Projected losses from home-equity loans aren't anywhere close in size to the carnage caused by the declining value of mortgage-related securities. (Those losses now total more than $150 billion.) But the cascading delinquencies and charge-offs represent one more piece of the U.S. banking industry that is in big trouble after years of bumper-crop profits.
Originally used to finance home-improvement projects, borrowers increasingly turned to home-equity loans to pay off other debts, such as credit cards. Home-equity loans also became a popular way to fund vacations and expensive electronics -- or to buy a house with little or no money down without paying for private mortgage insurance.
Now, the steep decline in housing prices and weak economy are turning the home-equity business upside down. About 4.65% of fixed-rate home-equity loans were delinquent in the fourth quarter of 2007, up from 3.11% a year earlier, according to Equifax Inc. and Moody's Economy.com.
"We will continue to see banks increasing reserves for their home-equity portfolios and tightening their home-equity policies, changing their credit standards in response to price declines," said Doug Duncan, chief economist of the Mortgage Bankers Association.
While banks can foreclose on a first-lien mortgage, lenders often have little recourse when trying to collect a delinquent home-equity loan, especially if another bank holds the primary mortgage. Banks holding home-equity loans generally can only seize the collateral -- a house -- after the mortgage is paid off.
When another bank holds the mortgage and the mortgage payments are current, the home-equity lender is effectively powerless to collect the debt.
Unfortunately for home-equity lenders, many borrowers understand that pecking order, concluding there are few repercussions if they stop making payments on their home-equity loan. "Lenders are seeing people go delinquent on home equity who by all rights wouldn't be expected to go delinquent," said Dan Balkin of Wholesale Access, a Maryland research and consulting firm that specializes in the mortgage industry.
Other types of consumer loans also are souring, including credit cards and auto loans. But delinquent home-equity loans are rising faster, representing 12.5% of all delinquent loans in the fourth quarter at Bank of America Corp., the largest U.S. bank in stock-market value. That was up from 9.4% in last year's first quarter, according to research firm SNL Financial.
Leaning on outside mortgage brokers for home-equity business was "one of the biggest mistakes we've made," said Mr. Scharf. Those loans have performed worse than home-equity loans generated by J.P. Morgan.
J.P. Morgan, Wells Fargo and other banks are now backing away from brokers to focus on home-equity loans offered through their own retail branches, where customers already have a relationship with the bank. Citigroup Inc. has slashed the number of home-equity loans originated through brokers by 90%.

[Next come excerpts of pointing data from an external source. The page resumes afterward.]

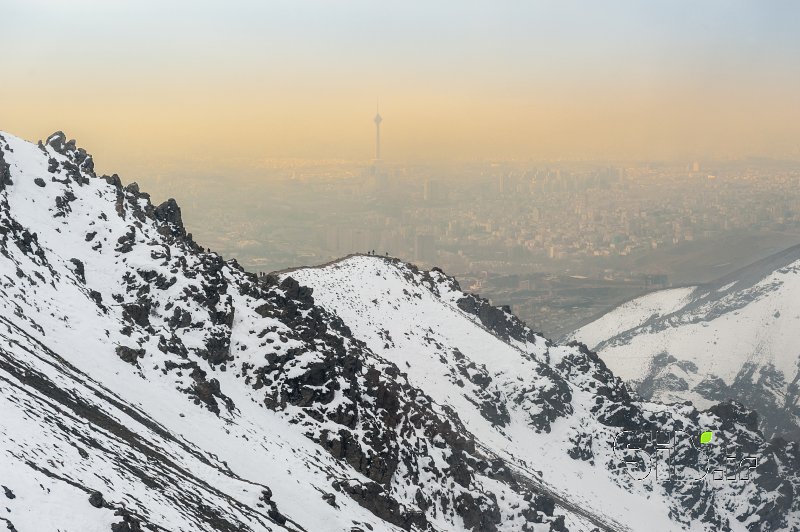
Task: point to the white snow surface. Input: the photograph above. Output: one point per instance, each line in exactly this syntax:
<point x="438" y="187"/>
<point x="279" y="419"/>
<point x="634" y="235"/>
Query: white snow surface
<point x="191" y="397"/>
<point x="735" y="338"/>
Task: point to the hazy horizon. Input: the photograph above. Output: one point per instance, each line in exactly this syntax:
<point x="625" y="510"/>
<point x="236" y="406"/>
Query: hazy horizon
<point x="144" y="86"/>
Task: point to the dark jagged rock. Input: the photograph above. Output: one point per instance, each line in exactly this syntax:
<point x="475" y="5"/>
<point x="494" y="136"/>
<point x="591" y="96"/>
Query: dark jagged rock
<point x="130" y="355"/>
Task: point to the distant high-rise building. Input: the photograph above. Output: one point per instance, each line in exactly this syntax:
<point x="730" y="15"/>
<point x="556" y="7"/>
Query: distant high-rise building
<point x="429" y="191"/>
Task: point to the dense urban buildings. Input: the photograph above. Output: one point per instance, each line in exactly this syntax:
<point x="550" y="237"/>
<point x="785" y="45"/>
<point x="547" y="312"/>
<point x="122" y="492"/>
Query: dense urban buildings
<point x="558" y="241"/>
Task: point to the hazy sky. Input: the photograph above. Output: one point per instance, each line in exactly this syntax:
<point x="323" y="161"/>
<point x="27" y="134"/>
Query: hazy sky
<point x="144" y="83"/>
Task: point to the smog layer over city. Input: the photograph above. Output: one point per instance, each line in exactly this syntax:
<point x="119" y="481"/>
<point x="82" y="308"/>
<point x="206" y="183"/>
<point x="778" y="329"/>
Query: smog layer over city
<point x="399" y="266"/>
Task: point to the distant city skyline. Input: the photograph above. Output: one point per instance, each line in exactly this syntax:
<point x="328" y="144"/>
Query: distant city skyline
<point x="148" y="85"/>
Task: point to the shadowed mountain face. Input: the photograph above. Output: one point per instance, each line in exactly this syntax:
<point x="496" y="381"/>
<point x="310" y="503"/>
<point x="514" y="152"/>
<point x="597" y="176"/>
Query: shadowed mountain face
<point x="735" y="338"/>
<point x="148" y="384"/>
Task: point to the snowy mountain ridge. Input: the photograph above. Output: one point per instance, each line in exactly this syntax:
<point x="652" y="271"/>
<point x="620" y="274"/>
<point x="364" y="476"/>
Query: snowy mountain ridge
<point x="148" y="384"/>
<point x="733" y="338"/>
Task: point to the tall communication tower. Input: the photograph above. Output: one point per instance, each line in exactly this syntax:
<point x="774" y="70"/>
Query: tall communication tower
<point x="378" y="121"/>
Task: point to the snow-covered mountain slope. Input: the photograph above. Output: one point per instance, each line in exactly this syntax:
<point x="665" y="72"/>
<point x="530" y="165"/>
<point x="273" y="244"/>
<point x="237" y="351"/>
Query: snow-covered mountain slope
<point x="147" y="384"/>
<point x="551" y="411"/>
<point x="738" y="337"/>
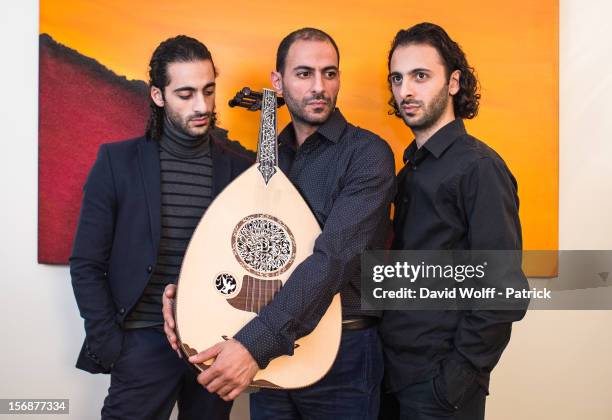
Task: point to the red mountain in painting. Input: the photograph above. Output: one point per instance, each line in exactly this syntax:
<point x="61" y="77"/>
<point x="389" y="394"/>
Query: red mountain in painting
<point x="81" y="105"/>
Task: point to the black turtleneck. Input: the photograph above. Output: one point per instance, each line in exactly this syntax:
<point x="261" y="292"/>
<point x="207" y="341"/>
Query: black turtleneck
<point x="186" y="193"/>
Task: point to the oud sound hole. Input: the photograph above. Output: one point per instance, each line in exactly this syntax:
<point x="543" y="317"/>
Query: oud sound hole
<point x="225" y="283"/>
<point x="263" y="245"/>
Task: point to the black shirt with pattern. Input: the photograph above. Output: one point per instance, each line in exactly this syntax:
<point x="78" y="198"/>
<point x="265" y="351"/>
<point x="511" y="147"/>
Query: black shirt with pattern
<point x="347" y="177"/>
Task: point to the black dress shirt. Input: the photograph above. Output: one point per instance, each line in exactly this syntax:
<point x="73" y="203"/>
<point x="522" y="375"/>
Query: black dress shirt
<point x="347" y="176"/>
<point x="454" y="193"/>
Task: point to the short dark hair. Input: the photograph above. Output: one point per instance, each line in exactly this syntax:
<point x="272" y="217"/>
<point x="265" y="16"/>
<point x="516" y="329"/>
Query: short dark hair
<point x="306" y="34"/>
<point x="467" y="99"/>
<point x="180" y="49"/>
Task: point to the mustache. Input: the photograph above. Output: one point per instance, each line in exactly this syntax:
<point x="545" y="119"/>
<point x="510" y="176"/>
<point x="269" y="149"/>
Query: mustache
<point x="317" y="97"/>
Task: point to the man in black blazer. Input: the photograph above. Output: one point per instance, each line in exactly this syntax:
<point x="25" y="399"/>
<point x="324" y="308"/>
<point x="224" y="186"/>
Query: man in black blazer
<point x="141" y="203"/>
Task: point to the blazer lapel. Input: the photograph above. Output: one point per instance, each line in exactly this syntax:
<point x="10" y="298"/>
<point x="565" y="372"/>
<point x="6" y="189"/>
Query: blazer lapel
<point x="148" y="156"/>
<point x="222" y="170"/>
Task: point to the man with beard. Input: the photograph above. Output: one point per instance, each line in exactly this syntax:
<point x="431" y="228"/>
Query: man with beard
<point x="454" y="193"/>
<point x="346" y="175"/>
<point x="142" y="201"/>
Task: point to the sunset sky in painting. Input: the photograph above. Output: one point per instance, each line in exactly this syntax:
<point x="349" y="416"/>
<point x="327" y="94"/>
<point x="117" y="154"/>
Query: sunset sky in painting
<point x="512" y="45"/>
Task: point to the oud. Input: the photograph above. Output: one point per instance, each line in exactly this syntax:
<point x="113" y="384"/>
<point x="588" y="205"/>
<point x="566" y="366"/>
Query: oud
<point x="245" y="247"/>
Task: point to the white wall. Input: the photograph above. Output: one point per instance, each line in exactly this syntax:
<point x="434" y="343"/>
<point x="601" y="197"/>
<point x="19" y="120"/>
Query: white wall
<point x="558" y="363"/>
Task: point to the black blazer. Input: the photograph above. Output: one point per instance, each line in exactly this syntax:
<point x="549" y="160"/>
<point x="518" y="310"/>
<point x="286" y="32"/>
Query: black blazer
<point x="118" y="234"/>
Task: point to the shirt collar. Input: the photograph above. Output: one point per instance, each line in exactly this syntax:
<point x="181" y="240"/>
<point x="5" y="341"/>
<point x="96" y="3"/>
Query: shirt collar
<point x="444" y="137"/>
<point x="331" y="129"/>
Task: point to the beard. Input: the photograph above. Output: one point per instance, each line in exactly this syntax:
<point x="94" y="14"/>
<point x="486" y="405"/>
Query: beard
<point x="431" y="112"/>
<point x="182" y="124"/>
<point x="297" y="108"/>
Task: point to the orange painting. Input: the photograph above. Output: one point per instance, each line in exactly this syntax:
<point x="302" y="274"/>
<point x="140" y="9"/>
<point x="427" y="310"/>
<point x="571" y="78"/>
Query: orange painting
<point x="512" y="45"/>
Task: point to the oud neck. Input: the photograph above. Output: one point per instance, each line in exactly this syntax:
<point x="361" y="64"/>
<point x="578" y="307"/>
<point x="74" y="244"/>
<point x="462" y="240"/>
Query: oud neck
<point x="267" y="146"/>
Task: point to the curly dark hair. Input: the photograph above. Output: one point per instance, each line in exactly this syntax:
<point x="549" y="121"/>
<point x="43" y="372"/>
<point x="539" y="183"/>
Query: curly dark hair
<point x="467" y="99"/>
<point x="180" y="49"/>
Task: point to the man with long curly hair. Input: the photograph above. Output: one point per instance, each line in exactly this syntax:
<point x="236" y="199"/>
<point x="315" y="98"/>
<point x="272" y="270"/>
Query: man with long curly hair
<point x="454" y="193"/>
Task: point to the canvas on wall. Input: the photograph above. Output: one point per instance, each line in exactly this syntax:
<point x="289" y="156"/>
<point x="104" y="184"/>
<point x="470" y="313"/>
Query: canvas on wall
<point x="93" y="73"/>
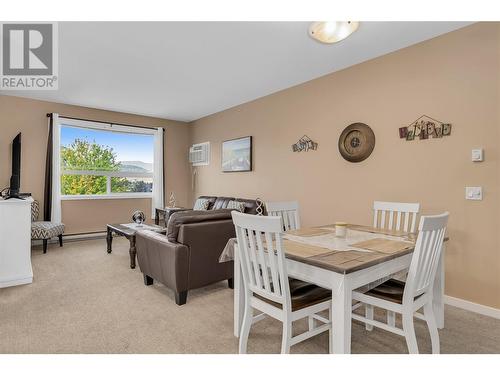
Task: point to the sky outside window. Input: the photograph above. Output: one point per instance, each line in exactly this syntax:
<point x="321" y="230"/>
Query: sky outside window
<point x="127" y="147"/>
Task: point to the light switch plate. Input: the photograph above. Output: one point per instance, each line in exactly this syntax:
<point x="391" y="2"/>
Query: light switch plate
<point x="474" y="193"/>
<point x="477" y="155"/>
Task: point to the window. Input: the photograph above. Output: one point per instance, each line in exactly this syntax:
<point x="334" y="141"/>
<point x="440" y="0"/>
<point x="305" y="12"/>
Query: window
<point x="105" y="161"/>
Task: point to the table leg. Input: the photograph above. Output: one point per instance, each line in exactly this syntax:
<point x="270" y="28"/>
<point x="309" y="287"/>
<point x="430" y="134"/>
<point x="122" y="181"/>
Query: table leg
<point x="132" y="252"/>
<point x="109" y="240"/>
<point x="239" y="295"/>
<point x="438" y="292"/>
<point x="340" y="340"/>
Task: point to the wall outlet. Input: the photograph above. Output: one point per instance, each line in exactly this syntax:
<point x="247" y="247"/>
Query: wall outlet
<point x="477" y="155"/>
<point x="474" y="193"/>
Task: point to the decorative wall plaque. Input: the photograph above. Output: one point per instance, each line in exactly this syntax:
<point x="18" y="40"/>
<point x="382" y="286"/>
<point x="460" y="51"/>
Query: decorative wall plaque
<point x="304" y="144"/>
<point x="356" y="142"/>
<point x="425" y="127"/>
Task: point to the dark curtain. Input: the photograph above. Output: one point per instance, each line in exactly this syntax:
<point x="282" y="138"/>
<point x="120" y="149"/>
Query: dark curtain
<point x="47" y="197"/>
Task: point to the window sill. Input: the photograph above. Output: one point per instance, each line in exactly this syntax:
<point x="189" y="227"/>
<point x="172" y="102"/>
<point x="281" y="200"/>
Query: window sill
<point x="107" y="196"/>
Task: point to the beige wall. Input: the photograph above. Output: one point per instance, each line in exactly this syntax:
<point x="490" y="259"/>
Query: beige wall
<point x="29" y="117"/>
<point x="454" y="78"/>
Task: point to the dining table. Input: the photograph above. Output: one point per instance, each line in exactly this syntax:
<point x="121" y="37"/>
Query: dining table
<point x="364" y="258"/>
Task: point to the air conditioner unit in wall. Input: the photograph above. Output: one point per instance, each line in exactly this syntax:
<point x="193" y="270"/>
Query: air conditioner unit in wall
<point x="199" y="154"/>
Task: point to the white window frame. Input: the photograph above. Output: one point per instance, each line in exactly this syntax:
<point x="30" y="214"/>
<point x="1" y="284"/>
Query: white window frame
<point x="84" y="124"/>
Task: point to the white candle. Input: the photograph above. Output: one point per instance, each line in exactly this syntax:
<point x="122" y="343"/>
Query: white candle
<point x="340" y="229"/>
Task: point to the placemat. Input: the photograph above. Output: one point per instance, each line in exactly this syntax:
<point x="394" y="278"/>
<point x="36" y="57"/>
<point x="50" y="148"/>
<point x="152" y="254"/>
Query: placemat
<point x="302" y="250"/>
<point x="383" y="245"/>
<point x="309" y="232"/>
<point x="389" y="232"/>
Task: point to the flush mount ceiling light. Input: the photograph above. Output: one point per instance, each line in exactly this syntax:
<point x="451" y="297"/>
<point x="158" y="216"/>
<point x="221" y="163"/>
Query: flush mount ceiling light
<point x="332" y="31"/>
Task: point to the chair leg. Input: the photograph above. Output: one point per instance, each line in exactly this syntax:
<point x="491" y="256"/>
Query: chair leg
<point x="391" y="318"/>
<point x="148" y="280"/>
<point x="245" y="328"/>
<point x="431" y="324"/>
<point x="311" y="323"/>
<point x="409" y="331"/>
<point x="368" y="315"/>
<point x="287" y="337"/>
<point x="330" y="331"/>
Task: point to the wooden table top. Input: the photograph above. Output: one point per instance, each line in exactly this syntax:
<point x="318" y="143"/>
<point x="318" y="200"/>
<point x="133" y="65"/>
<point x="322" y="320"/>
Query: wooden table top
<point x="127" y="231"/>
<point x="380" y="248"/>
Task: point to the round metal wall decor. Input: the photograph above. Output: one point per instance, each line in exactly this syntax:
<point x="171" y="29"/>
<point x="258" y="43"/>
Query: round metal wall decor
<point x="356" y="142"/>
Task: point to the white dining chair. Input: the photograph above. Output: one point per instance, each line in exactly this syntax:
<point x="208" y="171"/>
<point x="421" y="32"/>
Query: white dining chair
<point x="267" y="287"/>
<point x="392" y="216"/>
<point x="406" y="298"/>
<point x="395" y="215"/>
<point x="288" y="211"/>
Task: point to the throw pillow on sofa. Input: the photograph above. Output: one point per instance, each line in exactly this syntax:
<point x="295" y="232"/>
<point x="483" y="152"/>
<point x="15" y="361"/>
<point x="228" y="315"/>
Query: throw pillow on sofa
<point x="235" y="205"/>
<point x="201" y="204"/>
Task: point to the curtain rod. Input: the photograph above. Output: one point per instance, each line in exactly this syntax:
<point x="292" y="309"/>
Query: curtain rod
<point x="105" y="122"/>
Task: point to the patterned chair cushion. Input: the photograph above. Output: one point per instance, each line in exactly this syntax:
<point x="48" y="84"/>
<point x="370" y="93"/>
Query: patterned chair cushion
<point x="42" y="230"/>
<point x="35" y="210"/>
<point x="235" y="205"/>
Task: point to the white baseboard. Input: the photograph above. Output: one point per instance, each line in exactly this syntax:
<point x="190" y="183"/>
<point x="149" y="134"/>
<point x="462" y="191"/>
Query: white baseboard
<point x="17" y="281"/>
<point x="471" y="306"/>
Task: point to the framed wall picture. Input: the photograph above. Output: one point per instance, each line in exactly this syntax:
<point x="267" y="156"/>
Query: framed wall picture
<point x="237" y="155"/>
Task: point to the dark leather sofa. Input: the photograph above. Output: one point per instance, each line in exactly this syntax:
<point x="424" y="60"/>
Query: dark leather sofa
<point x="187" y="257"/>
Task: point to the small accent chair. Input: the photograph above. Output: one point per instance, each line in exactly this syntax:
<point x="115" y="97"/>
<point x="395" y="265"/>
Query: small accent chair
<point x="393" y="216"/>
<point x="44" y="230"/>
<point x="288" y="211"/>
<point x="406" y="298"/>
<point x="267" y="286"/>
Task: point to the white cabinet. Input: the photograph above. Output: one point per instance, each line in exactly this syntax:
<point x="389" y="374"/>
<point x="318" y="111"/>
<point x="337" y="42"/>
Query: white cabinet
<point x="15" y="242"/>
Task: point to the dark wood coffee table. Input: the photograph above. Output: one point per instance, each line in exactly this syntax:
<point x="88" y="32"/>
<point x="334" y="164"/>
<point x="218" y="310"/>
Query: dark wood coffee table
<point x="129" y="233"/>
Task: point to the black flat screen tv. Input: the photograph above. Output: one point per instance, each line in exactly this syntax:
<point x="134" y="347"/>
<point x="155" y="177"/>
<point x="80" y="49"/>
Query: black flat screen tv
<point x="15" y="179"/>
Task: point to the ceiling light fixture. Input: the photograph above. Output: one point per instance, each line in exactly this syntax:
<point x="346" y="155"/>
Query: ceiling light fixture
<point x="332" y="31"/>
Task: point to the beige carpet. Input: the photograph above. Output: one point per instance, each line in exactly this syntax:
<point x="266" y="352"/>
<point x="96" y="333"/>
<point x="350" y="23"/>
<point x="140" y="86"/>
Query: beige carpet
<point x="84" y="300"/>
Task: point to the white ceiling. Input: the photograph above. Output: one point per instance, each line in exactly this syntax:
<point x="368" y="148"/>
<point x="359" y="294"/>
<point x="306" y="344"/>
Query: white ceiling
<point x="188" y="70"/>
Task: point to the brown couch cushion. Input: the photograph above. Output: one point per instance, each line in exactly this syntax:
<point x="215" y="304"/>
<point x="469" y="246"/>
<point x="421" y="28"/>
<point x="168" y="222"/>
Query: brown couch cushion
<point x="186" y="217"/>
<point x="210" y="198"/>
<point x="222" y="202"/>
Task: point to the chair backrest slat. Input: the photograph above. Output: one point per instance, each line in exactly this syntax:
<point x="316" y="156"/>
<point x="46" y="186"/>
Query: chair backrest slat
<point x="262" y="259"/>
<point x="287" y="211"/>
<point x="398" y="215"/>
<point x="425" y="258"/>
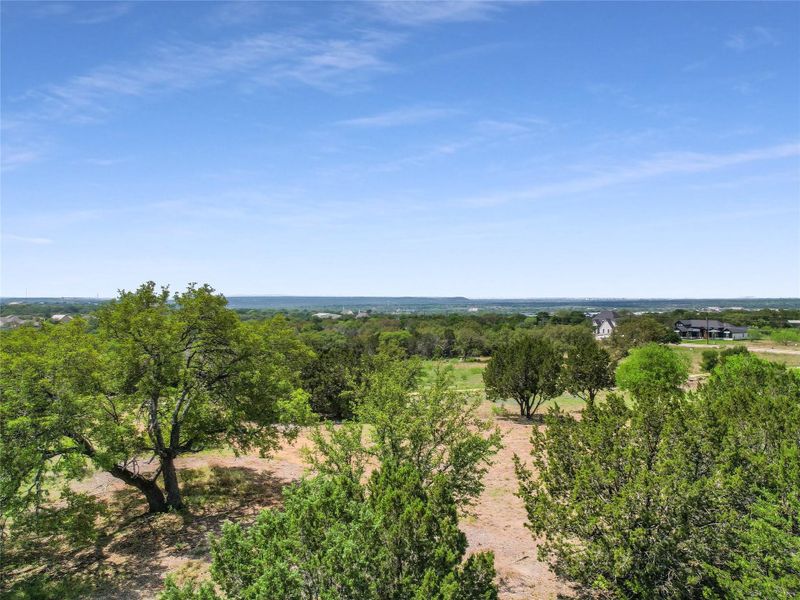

Meanwhile, financial institutions are refusing to provide home-equity loans to homeowners whose residences are already weighed down by big mortgages in states like California and Florida where home values are falling fast.
"This product was meant to help people do construction on their house, [and] do debt consolidation -- not to take out every last dollar of equity in their home to finance a different kind of lifestyle," Mr. Scharf said. J.P. Morgan is "rolling our changes back to represent that kind of product."
By: Robin Sidel; Ruth Simon contributed to this article.